Now I am asking myself….. what happened? An honest opinion, I let other things distract me. It was easier to leave the curtains closed than to say no to other happenings. Happenings like these:
1) Will I babysit this weekend. Yes.
2) Would I go get food bank food this week. Sure, let’s go.
3) Your Mom needs calming down, will you help? Yes, be right there.
4) You haven’t been out of the house for awhile, let’s have lunch. Um, ok.
5) I got all these _______ (fill in the blank), will you show me how to can them?
6) I’ll get started right after I finish watching this show or finish this email.
You see what I’m getting at? But that was not all. I would look at chores and throw up my arms in defeat. Everything I want to do is always dependent on me doing something else first, and that is dependent on me doing something before that, and so it goes. I get frustrated that “I can’t do it all” or “can’t do it perfect” and therefore do absolutely nothing. Oh yes, and there is the “I might get started and have to quit right in the middle.” so nothing is started.
Well, the time finally came. I no longer have cable tv so that wasn’t a distraction. My computer was gone to the doctor to be fixed so that couldn’t distract me. I had a quilt to finish but it could wait just one more day.

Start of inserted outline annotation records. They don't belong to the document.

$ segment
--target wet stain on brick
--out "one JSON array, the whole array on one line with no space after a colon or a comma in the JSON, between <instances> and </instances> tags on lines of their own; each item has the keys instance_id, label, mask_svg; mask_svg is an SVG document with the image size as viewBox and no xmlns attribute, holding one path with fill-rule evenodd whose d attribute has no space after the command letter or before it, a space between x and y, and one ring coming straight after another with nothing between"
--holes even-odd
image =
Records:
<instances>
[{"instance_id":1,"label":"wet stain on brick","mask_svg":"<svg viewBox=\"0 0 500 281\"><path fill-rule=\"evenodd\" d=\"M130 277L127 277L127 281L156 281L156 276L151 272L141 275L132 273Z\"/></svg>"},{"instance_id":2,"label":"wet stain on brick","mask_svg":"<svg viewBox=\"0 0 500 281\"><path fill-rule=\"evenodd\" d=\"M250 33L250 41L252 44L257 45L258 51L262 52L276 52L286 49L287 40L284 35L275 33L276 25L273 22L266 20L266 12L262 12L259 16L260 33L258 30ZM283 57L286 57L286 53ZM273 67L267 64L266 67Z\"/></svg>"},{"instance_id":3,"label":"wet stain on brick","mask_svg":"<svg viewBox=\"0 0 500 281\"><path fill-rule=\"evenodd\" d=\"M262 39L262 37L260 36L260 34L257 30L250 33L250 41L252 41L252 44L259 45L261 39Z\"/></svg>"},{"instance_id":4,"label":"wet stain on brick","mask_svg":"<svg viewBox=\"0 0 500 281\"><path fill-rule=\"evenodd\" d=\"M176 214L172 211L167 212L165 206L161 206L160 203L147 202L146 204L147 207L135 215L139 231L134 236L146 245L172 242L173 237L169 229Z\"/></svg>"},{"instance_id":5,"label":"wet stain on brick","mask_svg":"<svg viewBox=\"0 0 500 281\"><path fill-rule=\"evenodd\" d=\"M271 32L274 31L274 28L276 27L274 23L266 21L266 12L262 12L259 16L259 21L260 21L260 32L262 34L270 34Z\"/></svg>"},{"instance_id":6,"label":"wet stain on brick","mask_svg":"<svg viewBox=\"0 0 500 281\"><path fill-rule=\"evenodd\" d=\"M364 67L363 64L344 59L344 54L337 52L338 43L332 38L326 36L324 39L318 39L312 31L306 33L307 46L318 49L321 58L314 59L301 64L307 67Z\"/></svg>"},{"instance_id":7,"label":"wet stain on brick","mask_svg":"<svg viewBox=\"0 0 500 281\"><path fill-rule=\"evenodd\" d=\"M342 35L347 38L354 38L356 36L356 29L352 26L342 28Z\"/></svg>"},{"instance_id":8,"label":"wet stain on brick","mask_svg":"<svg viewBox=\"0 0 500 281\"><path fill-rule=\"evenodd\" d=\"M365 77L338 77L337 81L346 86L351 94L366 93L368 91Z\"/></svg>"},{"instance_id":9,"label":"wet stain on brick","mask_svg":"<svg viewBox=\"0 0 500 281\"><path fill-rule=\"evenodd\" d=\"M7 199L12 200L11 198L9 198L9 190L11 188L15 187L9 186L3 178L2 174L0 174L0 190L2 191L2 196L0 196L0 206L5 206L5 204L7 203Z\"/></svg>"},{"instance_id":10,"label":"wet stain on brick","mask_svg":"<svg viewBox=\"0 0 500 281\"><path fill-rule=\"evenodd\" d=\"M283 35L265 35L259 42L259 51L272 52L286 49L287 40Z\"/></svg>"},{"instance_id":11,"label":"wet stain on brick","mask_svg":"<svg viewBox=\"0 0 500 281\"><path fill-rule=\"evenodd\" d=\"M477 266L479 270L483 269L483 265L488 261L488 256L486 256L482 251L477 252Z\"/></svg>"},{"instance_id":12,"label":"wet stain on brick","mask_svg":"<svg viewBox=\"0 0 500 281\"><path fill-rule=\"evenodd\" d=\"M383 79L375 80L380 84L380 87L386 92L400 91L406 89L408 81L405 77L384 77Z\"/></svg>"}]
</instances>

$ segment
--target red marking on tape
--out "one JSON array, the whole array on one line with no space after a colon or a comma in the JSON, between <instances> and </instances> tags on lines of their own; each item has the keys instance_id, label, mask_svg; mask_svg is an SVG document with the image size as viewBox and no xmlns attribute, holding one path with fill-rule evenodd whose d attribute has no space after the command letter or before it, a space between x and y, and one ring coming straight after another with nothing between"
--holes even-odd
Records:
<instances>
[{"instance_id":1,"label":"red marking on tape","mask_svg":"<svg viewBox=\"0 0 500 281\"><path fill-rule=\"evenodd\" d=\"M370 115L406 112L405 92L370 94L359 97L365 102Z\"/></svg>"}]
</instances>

I cleaned the room. Really, thoroughly cleaned it. I took down the curtains to wash. Wet mopped the floors. Dusted and washed down all the furniture and nick-knacks. It scared me quite a bit to see the size of the cob webs. I didn’t find any creatures that made them than goodness. I don’t mind a few granddaddy long leg spiders to control other bugs pests; but, no way do I want brown recluse or black widow spiders in my house. I know the webs those make and that wasn’t it.